Empresário terá recebido milhões para pressionar membros do COI

• Foto: Reuters

Apenas uma semana depois do adiamento dos Jogos Olímpicos, surgem agora suspeitas de corrupção na escolha de Tóquio para organizar o evento.

Segundo a Reuters, o empresário japonês Haruyuki Takahashi recebeu 8,2 milhões de dólares (7,5 milhões de euros) enquanto executivo da agência de publicidade Dentsu Inc., empresa responsável para promover a candidatura de Tóquio. O empresário admitiu à agência de notícias que ofereceu relógios de luxo e câmaras digitais a membros do Comité Olímpico Internacional, tais como o franco-senegalês Lamine Diack, para influenciar a decisão. "Ninguém fica de mãos vazias. Isso é do senso comum", disse Takahashi à Reuters. Certo é que nos registos bancários da candidatura de Tóquio estão discriminados gastos de 42.400 euros na empresa de relógios Seiko, que foram distribuídos em festas de promoção de Tóquio a anfitriã do evento.

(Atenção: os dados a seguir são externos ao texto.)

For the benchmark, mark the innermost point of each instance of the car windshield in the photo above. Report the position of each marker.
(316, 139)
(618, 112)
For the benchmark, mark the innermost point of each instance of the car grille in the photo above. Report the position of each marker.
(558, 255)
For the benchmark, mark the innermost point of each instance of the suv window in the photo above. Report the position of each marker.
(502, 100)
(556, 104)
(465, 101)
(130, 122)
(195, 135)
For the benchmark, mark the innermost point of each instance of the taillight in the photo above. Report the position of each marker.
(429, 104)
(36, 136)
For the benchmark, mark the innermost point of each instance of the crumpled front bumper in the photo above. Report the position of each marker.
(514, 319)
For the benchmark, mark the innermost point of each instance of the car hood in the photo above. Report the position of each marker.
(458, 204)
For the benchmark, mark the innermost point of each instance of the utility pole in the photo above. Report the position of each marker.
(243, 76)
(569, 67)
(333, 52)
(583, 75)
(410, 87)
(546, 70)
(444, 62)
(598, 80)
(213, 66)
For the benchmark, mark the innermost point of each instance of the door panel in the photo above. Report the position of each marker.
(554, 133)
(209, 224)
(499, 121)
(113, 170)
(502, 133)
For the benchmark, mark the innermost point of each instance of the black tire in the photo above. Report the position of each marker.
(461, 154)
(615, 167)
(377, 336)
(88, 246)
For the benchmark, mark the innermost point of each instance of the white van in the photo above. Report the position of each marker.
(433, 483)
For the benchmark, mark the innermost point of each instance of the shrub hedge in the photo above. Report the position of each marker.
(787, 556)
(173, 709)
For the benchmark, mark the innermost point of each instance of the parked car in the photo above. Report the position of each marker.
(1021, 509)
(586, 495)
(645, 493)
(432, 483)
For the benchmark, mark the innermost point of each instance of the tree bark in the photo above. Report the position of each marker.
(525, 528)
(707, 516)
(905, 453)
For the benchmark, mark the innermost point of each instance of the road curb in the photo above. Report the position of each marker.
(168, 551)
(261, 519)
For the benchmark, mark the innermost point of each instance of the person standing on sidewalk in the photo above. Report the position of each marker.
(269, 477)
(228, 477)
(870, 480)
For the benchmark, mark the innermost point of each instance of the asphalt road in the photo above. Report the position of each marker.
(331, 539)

Depois da candidatura ter sido bem-sucedida, Takahashi acabou por ser nomeado para o comité organizador dos Jogos.

Contactado por Record, José Manuel Constantino, presidente do Comité Olímpico de Portugal, não se mostrou surpreendido. "Não é nenhuma novidade. Nos últimos anos todas as nomeações estiveram sob suspeitas de corrupção. Ainda há dois dias foi o Eduardo Paes, antigo presidente da câmara do Rio de Janeiro."